Schule in der Corona-Krise Kinderärzte: Pauschales Verbot von Präsenzunterricht in NRW ungerechtfertigt
Köln · Die nordrhein-westfälische Landesregierung erhält für ihren Lockerungskurs bei Corona-Einschränkungen Rückenwind von Kinder- und Jugendärzten.
„Ein pauschales Verbot von Präsenzunterricht ist medizinisch nicht gerechtfertigt“, unterstrich der Präsident des Berufsverbands der Kinder- und Jugendärzte, Thomas Fischbach.

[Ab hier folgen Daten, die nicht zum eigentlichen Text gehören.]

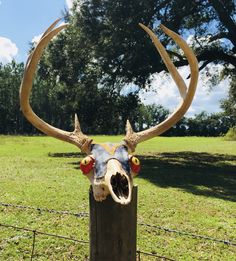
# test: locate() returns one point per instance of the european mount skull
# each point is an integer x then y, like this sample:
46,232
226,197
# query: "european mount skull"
110,167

Ebenso sei es „nicht nachvollziehbar und daher inakzeptabel“, Lehrergruppen vom Präsenzunterricht auszunehmen. „Verbesserte Hygienemaßnahmen und die angemessene Ausstattung der Lehrkräfte zum Beispiel mit Mund-Nasen-Schutz und Händedesinfektionsmitteln wären hier der richtige Weg“, erklärte der Kölner Mediziner in einer Mitteilung. Damit wäre es nicht mehr nötig, bis zu einem Drittel der Lehrkräfte vom Unterricht auszunehmen, nur weil sie etwa 60 Jahre oder älter seien. Dies sei sachlich nicht zu rechtfertigen.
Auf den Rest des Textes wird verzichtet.